When Less is More: Surprising Gains from Label-Aware Quantization

Introduction

What is Label-Aware Quantization (LAQ)?

Post-training quantization (PTQ) techniques typically use data from the same distribution as the training data to achieve high performance under memory constraints. LAQ, on the other hand, leverages data from different distributions.

Why LAQ?

Many machine learning tasks involve only subsets of much larger datasets.
LAQ can reduce the model size in memory.
LAQ might perform better than the original model on subsets.

Greedy Path-Following Quantization (GPFQ):

Computationally efficient quantization method for pre-trained models (MLPs and CNNs).
Quantizes each neuron using a greedy path-following algorithm, eliminating the need for complex retraining.

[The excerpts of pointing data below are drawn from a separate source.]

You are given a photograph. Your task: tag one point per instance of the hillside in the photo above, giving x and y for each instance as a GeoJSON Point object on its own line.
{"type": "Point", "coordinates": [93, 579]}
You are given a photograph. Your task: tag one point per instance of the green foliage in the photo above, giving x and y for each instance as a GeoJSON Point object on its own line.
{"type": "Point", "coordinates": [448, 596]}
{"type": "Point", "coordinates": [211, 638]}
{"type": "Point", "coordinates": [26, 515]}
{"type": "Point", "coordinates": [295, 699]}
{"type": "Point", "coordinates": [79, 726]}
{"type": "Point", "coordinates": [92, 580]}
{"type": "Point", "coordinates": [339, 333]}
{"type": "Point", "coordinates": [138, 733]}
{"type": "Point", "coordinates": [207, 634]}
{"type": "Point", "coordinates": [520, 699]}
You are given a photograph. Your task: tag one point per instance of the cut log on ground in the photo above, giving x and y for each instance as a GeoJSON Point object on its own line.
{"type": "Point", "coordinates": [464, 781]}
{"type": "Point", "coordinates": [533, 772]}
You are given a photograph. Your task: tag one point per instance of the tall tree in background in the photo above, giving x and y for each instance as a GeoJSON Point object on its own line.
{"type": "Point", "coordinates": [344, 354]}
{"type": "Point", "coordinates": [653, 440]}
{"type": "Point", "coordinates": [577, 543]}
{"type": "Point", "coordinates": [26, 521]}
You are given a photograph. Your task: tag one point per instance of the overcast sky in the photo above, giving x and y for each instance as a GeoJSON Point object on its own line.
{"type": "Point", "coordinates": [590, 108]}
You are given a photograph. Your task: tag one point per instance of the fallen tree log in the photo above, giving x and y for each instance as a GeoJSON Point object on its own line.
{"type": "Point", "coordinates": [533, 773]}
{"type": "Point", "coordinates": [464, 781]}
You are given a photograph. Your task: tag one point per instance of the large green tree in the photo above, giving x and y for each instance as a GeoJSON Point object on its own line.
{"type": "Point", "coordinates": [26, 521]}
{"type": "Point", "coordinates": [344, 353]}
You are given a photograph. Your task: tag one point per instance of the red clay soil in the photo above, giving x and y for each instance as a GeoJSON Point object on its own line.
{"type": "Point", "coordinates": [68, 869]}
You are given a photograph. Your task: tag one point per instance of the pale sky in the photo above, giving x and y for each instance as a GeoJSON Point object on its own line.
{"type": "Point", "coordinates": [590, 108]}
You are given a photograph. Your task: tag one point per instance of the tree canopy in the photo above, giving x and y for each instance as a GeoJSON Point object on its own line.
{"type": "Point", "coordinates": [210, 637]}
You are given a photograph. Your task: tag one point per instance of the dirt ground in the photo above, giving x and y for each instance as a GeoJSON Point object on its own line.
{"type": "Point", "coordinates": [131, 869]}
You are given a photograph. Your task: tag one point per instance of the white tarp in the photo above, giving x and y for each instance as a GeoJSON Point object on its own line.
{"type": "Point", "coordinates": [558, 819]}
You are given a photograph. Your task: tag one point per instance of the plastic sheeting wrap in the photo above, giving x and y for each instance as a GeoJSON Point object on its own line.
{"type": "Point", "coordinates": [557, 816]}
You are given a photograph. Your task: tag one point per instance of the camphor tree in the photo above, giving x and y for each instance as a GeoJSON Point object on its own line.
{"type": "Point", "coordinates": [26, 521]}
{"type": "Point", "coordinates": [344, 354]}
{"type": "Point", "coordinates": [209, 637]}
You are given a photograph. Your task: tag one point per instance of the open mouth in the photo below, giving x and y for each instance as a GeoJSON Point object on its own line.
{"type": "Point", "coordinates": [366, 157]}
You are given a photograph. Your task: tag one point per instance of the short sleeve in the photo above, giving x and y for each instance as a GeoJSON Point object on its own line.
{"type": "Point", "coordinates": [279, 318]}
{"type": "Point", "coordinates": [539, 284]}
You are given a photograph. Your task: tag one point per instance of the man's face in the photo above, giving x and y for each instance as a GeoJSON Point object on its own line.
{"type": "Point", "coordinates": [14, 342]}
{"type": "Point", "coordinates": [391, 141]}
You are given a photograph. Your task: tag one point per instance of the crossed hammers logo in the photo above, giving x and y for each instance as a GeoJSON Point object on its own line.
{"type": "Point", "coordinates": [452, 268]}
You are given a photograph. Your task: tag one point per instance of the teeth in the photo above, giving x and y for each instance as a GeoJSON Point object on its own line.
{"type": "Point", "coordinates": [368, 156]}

Research Question: Does LAQ boost CNN performance on subset classification tasks?

Dataset

CIFAR-100

Number of Classes: 100
Image Size: 32 x 32 x 3
Train Set: 50,000 images (500 per class)
Test Set: 10,000 images (100 per class)

Dataset Visualization — Figure 1: Visualizing Class Centers

Methods

Subset Generation (From Section 3):

Feature Extraction (FE): Flattened output of convolutional layers from a pre-trained ResNet-50 (2048 dimensions).
Dimensionality Reduction (DR): UMAP preserves cluster structure & location (2 dimensions).
Inter-Class Distance (ICD): KL divergence (Gaussian closed-form) for every unique pair of classes.
Subset Selection: Selecting 10 classes greedily based on inter-class similarity for spread along the x-axis:
- Similar Classes: Low Median Distance
- Dissimilar Classes: High Median Distance
- Random Classes: Intermediate Median Distance

Data Processing — Figure 2: Data Preprocessing & Generation

Model Variations (From Section 4):

Original: Uses pre-trained weights.
Quant: Quantized using the training split of the subset.
Fine-Tuned (FT): Fine-tuned using the training split of the subset.
FT + Quant: Fine-tuned first, then quantized.

Results

Conclusion

Our study demonstrates that label-aware quantization effectiveness is strongly influenced by inter-class similarity, with higher accuracy maintained when quantizing for dissimilar class subsets across all tested architectures. While ResNet50, VGG16, and GoogleNet demonstrated strong resilience to 4-bit precision reduction, MobileNetV2 exhibited significantly greater sensitivity. This shows how fundamental architecture design significantly influences quantization effectiveness. We observed that fine-tuning provides greater benefits for similar-class tasks, whereas direct label-aware quantization performs best with distinct classes. These findings offer practical solutions for resource-constrained environments: developers can apply label-aware quantization directly for tasks involving distinct objects, while fine-tuning before quantization would be better suited for similar-class tasks. This approach enables significant model compression while maintaining high accuracy for specific subtasks, emphasizing the viability of neural network quantization in resource-constrained edge devices.